Without them, we wouldn’t have these beautiful butterflies … nor a healthy planet!
Places for wildlife to find insects
Leaf litter is a great place for some creatures to find food. (Of course, leaf litter is great for the soil, too, and a convenient way to “dispose of” your fall leaves instead of having them trucked away.)
Birds such as white-throated sparrows, for example, love to search for insects in the leaves. It’s fun to watch them do their little dance designed to unearth insects.
Toads probably like this area, too, but since they’re nocturnal we don’t often see them.
Logs are another good place to find insects. I’ve lined our paths with a variety of old logs, generally gathered from logs people put out to the curb.
There’s always insect activity in these logs as they decay. (And I’ve always found decomposing logs to be fascinating!)
A landscape in balance
Even herbaceous plants can house insects, especially if you leave them over the winter.
The gall on this goldenrod stem contains an insect, which can be nutritious food for a bird. One year in the fall I noted where this gall was and checked it again the following spring. The insect had left the gall — either voluntarily or involuntarily.
Because we don’t use pesticides (which kill insects indiscriminately — beneficial or not), we have insects for birds and other insect-eating creatures to eat.
At the same time, since birds, toads, and beneficial insects eat so many insects, we have very few insects left to bother us.

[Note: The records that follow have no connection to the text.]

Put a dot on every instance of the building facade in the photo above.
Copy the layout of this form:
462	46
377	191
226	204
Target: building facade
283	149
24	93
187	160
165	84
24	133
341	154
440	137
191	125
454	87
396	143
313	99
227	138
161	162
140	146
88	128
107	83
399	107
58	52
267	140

(This sign and others is available from Beyond Pesticides.)
Our yard seems to be nicely in balance.
Resources
- Smithsonian Migratory Bird Center:
- Cornell Lab of Ornithology:
Reflections
Our nearly universal animosity toward insects is understandable, but seriously misplaced. Of the 9 million or so insect species on earth, a mere 1% interact with humans in negative ways. The other 99% of the insect species pollinate plants, return the nutrients tied up in dead plants and animals to the soil, keep populations of insect herbivores in check, aerate and enrich the soil, and as I keep stressing, provide food either directly or indirectly for most other animals.
~ Douglas Tallamy, Bringing Nature Home: How Native Plants Sustain Wildlife in Our Gardens
If you count all the terrestrial bird species in North America that rely on insects and other arthropods (typically the spiders that eat insects) to feed their young, you would find that figure to be about 96% — in other words, nearly all of them.
~ Douglas Tallamy, Bringing Nature Home: How Native Plants Sustain Wildlife in Our Gardens
Animal substance seems to be the first food of all birds, even the granivorous tribes.